Unfortunately, in Canada the answer is ‘any way they see fit.’
You read that correctly: Unlike most public or private organizations in this fair nation—whether public, private, non-profit, for-profit, professional or volunteer run— federal political parties are not governed by any privacy-specific legislation.
And as parties and candidates campaign—as they fundraise, recruit supporters, distribute petitions and more— for the upcoming federal election, there is growing concern about their lack of legal obligation to keep their data secure.
Federal parties are not covered by the Privacy Act, which governs public bodies, nor are they subject to the Personal Information Protection and Electronic Documents Act (PIPEDA), the privacy law that governs Canada’s private sector. This means that although much of the information they collect and hold is sensitive, there are no restrictions on how long they keep their data, how they decide who has access to it, or what security measures they put in place.
Rather, parties need only comply with the Canada Elections Act, which is limited in that it only applies to those voter registration data collected and shared with parties and candidates under the authority of that legislation. Their collection of personal data captured by parties from other sources, however, is totally unregulated, and their privacy policies—when they exist—are not necessarily binding.
And it’s not as though there haven’t been issues: the lack of regulation has led to some embarrassing leaks and abuses—from sending birthday cards to constituents using data from passport applications, to the accidental sharing of names and contact information of 6,000 constituents, to a Toronto cell of the a terrorist organization obtaining copies of the Canadian voter list.
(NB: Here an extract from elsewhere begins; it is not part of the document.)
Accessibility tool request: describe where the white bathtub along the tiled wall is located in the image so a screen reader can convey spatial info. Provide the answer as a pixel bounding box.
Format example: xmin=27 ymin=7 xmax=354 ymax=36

FIPA has raised concerns about this lack of protection on a number of occasions, including before the Committee on Industry, Science and Technology when we travelled to Ottawa to comment on Bill S-4 (the Digital Privacy Act) in March.
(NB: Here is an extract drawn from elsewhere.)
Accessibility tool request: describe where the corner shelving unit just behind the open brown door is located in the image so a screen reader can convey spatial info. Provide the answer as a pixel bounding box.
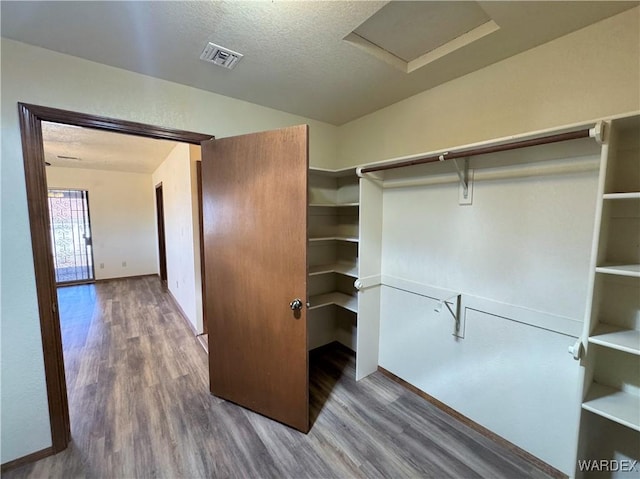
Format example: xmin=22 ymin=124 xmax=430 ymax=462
xmin=308 ymin=168 xmax=360 ymax=350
We see no reason why political parties—arguably some of the most influential organizations in the country, not to mention some of the most seriously invested in social media networking and online community building—should be any exception to the rules.
After all, there has been no logjam in democracy in B.C., where provincial political parties fall under the Personal Information and Privacy Act (PIPA). This province’s Information and Privacy Commissioner has used her power to receive complaints, conduct hearings, investigate and ultimately issue orders regarding provincial political parties, and our personal information is better protected because of that.
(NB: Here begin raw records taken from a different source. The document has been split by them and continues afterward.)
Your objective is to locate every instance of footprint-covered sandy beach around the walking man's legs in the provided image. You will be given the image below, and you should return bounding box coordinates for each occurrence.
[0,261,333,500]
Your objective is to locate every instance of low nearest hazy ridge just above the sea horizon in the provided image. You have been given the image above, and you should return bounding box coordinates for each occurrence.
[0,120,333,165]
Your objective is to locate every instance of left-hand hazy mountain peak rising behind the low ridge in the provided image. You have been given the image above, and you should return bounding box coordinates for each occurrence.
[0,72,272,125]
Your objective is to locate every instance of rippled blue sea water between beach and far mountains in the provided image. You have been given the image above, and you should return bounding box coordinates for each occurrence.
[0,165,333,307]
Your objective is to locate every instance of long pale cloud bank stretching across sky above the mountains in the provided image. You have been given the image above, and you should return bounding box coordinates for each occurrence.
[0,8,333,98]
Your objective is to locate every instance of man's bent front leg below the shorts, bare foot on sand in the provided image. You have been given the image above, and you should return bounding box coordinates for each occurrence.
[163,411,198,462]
Without laws that protect the privacy rights of citizens and hold parties to account for their use, collection and disclosure of voter information, we risk driving citizens away from an increasingly digital political landscape.
As the federal election continues, it’s important that citizens understand the risks to their personal information, and that we take this opportunity to show potential policymakers that Canadians want to close this loophole in privacy law.